Authored by spatel on Jun 13 2017, 2:49 PM.

Details

Summary

We know that shuffle masks are power-of-2 sizes, but there's no way (?) for LLVM to know that, so hack combineX86ShufflesRecursively() to be much faster by replacing div/rem with shift/mask.

This makes the motivating compile-time bug in PR32037 ( https://bugs.llvm.org/show_bug.cgi?id=32037 ) about 9% faster overall.

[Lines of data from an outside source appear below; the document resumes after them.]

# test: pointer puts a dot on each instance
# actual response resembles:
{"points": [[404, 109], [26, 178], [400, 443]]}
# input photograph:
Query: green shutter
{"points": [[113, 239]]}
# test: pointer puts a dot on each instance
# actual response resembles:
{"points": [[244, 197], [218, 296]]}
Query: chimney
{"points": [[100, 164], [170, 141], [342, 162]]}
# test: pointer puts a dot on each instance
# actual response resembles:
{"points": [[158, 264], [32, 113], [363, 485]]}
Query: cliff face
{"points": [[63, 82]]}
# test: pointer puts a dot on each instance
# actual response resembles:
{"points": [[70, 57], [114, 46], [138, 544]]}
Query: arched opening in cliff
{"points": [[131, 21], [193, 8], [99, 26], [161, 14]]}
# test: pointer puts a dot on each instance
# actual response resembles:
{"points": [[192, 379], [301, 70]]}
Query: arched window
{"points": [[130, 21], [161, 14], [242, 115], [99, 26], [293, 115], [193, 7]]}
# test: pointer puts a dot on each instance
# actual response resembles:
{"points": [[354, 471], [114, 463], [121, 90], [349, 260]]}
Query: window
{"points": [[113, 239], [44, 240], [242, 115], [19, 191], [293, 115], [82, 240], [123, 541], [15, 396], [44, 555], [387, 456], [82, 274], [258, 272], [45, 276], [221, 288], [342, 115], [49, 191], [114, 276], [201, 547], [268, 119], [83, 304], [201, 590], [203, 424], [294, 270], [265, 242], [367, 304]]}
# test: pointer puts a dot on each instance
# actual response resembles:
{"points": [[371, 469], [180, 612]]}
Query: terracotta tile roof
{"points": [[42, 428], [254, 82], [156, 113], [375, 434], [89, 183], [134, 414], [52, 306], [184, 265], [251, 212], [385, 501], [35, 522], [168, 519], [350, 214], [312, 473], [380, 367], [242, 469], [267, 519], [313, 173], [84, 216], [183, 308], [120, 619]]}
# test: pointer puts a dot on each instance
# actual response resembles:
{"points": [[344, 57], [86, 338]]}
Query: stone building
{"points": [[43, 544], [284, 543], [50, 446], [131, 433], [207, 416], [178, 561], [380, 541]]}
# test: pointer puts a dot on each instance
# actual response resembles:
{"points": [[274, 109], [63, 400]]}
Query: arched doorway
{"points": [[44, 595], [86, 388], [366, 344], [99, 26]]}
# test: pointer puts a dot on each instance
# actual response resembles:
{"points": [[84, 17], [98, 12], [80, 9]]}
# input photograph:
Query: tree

I didn't bother with turning the multiplies into shifts, but we could check the perf from that transform and do that too if this isn't going too far already. :)

Diff Detail

Repository
rL LLVM

Event Timeline

spatel created this revision.Jun 13 2017, 2:49 PM
RKSimon accepted this revision.Jun 13 2017, 3:02 PM

LGTM

This revision is now accepted and ready to land.Jun 13 2017, 3:02 PM
chandlerc edited edge metadata.Jun 14 2017, 12:35 AM

This makes lots of sense to me. Honestly, fixing the multiplies might be worth it -- if you can benchmark >1% improvement, I might do it. I'm thinking about the architectures where integer multiplies are *very* slow (atom at least, also some ARM chips)

This makes lots of sense to me. Honestly, fixing the multiplies might be worth it -- if you can benchmark >1% improvement, I might do it. I'm thinking about the architectures where integer multiplies are *very* slow (atom at least, also some ARM chips)

Thanks for the review! Let me mark the multiplies with a TODO in this commit, and then I'll check that as a follow-up. I suspect that we can probably do better still by avoiding this entirely in some cases, but I need to run some more experiments.

This revision was automatically updated to reflect the committed changes.